Geraghty AWA, Essery R, Kirby S, Stuart B, Turner D, Little P, Bronstein A, Andersson G, Carlbring P, Yardley L. Internet-Based Vestibular Rehabilitation for Older Adults With Chronic Dizziness: A Randomized Controlled Trial in Primary Care. Ann Fam Med. 2017 May;15(3):209-216. doi: 10.1370/afm.2070.


PURPOSE: Vestibular rehabilitation is an effective intervention for dizziness due to vestibular dysfunction, but is seldom provided. We aimed to determine the effectiveness of an Internet-based vestibular rehabilitation program for older adults experiencing dizziness in primary care.

METHODS: We undertook a single-center, single-blind randomized controlled trial comparing an Internet-based vestibular rehabilitation intervention (Balance Retraining, freely available from with usual primary care in patients from 54 primary care practices in southern England. Patients aged 50 years and older with current dizziness exacerbated by head movements were enrolled. Those in the intervention group accessed an automated Internet-based program that taught vestibular rehabilitation exercises and suggested cognitive behavioral management strategies. Dizziness was measured by the Vertigo Symptom Scale-Short Form (VSS-SF) at baseline, 3 months, and 6 months. The primary outcome was VSS-SF score at 6 months.

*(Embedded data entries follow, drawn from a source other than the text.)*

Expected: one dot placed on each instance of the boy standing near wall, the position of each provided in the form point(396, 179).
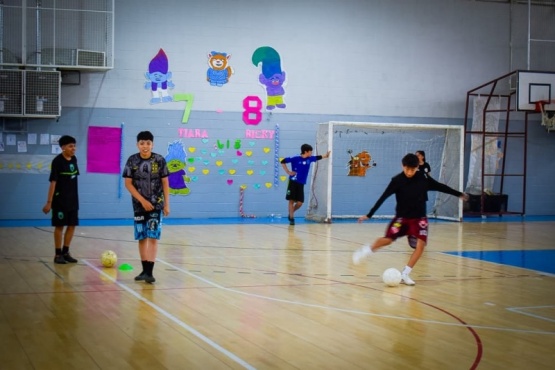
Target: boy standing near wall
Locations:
point(300, 166)
point(146, 179)
point(63, 199)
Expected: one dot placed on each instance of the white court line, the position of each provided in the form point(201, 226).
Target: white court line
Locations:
point(521, 311)
point(352, 311)
point(191, 330)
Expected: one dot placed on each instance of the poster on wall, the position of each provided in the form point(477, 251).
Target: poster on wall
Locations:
point(104, 149)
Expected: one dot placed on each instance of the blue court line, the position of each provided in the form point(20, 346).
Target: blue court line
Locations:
point(538, 260)
point(251, 220)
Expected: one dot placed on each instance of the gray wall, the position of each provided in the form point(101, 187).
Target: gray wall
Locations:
point(351, 60)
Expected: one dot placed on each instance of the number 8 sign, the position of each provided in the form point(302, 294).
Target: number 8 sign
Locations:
point(252, 115)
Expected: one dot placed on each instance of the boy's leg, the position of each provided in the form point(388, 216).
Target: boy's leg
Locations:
point(415, 256)
point(58, 233)
point(367, 250)
point(68, 237)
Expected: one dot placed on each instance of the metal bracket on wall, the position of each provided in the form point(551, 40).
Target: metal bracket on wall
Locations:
point(71, 77)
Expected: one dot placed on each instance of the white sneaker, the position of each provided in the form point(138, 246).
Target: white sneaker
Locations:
point(361, 254)
point(405, 279)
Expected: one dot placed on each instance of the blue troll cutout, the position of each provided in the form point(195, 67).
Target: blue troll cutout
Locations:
point(219, 72)
point(176, 160)
point(158, 78)
point(272, 77)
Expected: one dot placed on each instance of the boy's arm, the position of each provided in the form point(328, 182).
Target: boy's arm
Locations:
point(135, 194)
point(48, 206)
point(285, 168)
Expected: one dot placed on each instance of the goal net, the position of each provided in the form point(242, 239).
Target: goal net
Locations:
point(365, 156)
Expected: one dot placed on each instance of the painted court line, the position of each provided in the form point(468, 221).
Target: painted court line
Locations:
point(168, 315)
point(521, 311)
point(215, 285)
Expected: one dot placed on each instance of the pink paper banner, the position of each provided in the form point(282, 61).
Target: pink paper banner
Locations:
point(104, 149)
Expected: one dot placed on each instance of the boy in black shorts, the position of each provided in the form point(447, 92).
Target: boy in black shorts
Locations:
point(411, 189)
point(300, 166)
point(146, 178)
point(63, 199)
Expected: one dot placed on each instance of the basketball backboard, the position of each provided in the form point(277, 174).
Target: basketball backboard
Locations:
point(533, 86)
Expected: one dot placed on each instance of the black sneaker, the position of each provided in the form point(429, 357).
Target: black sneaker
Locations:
point(140, 277)
point(149, 279)
point(67, 257)
point(59, 259)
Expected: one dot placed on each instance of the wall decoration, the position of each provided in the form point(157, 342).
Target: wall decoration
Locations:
point(159, 79)
point(360, 163)
point(219, 71)
point(29, 164)
point(104, 149)
point(176, 160)
point(252, 113)
point(272, 77)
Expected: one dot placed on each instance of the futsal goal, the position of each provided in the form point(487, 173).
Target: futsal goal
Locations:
point(364, 158)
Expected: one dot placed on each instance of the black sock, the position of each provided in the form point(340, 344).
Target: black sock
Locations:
point(150, 265)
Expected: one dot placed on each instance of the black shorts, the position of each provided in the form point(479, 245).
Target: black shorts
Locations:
point(65, 218)
point(295, 191)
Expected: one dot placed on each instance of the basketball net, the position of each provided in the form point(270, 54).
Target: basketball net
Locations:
point(547, 122)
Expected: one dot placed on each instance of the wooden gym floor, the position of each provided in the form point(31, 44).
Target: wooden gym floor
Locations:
point(272, 296)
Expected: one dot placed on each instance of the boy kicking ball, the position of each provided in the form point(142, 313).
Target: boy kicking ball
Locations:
point(410, 188)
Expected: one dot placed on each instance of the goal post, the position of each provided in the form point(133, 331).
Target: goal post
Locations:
point(340, 191)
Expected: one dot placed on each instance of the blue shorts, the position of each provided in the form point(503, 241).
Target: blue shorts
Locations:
point(148, 225)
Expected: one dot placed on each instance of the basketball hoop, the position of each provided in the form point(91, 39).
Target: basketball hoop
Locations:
point(547, 121)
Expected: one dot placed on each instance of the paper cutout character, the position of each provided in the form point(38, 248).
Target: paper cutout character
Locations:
point(272, 77)
point(219, 71)
point(360, 163)
point(159, 79)
point(176, 161)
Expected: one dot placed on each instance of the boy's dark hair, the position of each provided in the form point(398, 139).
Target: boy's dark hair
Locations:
point(305, 148)
point(422, 153)
point(145, 135)
point(410, 160)
point(66, 139)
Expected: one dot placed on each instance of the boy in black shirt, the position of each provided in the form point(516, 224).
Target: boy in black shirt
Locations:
point(410, 188)
point(63, 198)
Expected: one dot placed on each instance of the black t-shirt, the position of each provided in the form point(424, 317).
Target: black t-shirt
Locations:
point(411, 194)
point(66, 194)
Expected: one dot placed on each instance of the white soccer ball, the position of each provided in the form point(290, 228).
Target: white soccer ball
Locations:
point(391, 277)
point(108, 258)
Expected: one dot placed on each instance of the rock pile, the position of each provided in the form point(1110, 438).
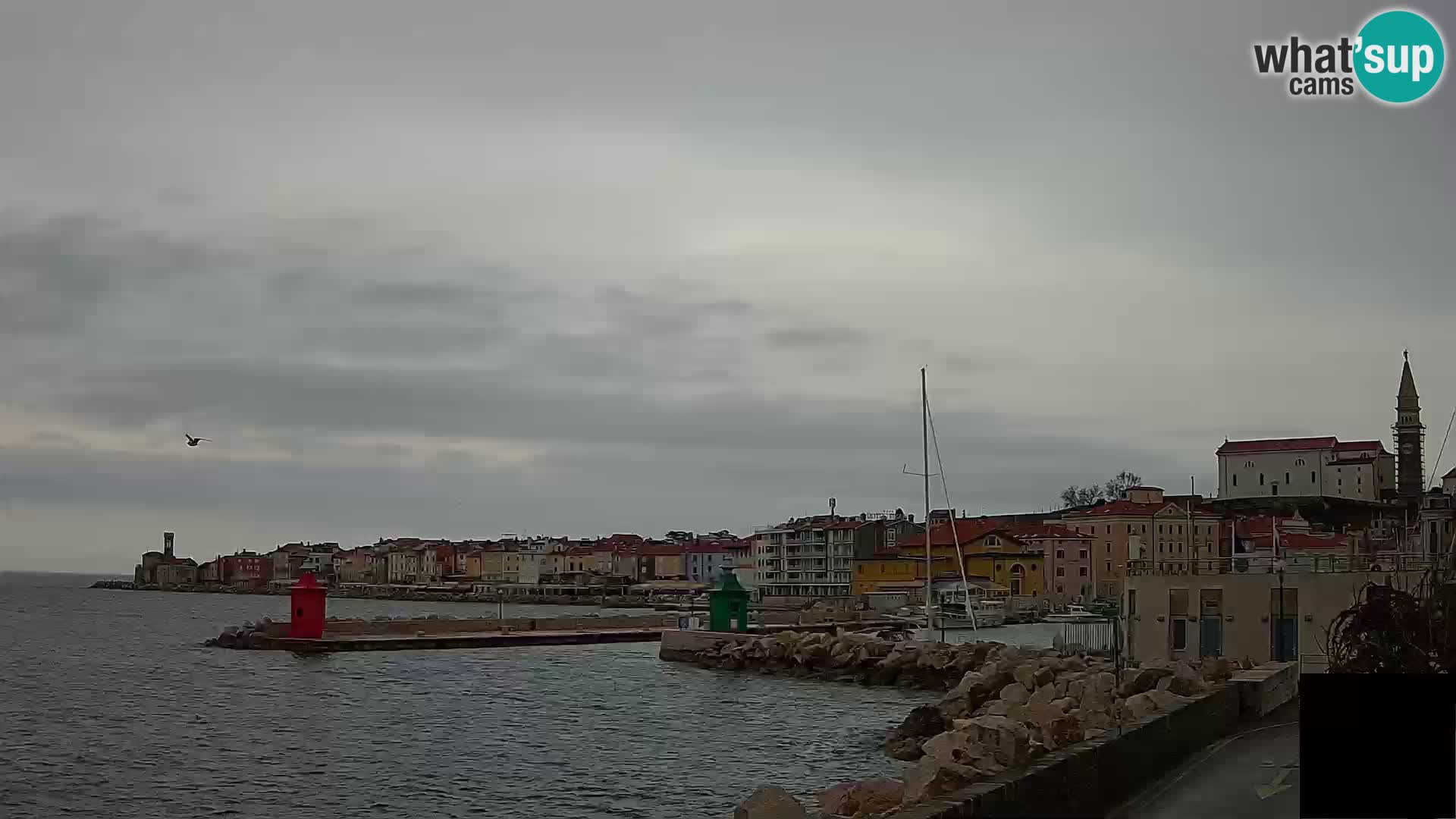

RESULTS: A total of 296 patients were randomized in the trial; 66% were female, and the median age was 67 years. The VSS-SF was completed by 250 patients (84%) at 3 months and 230 patients (78%) at 6 months. Compared with the usual care group, the Internet-based vestibular rehabilitation group had less dizziness on the VSS-SF at 3 months (difference, 2.75 points; 95% CI, 1.39-4.12; P <.001) and at 6 months (difference, 2.26 points; 95% CI, 0.39-4.12; P = .02, respectively). Dizziness-related disability was also lower in the Internet-based vestibular rehabilitation group at 3 months (difference, 6.15 points; 95% CI, 2.81-9.49; P <.001) and 6 months (difference, 5.58 points; 95% CI, 1.19-10.0; P = .01).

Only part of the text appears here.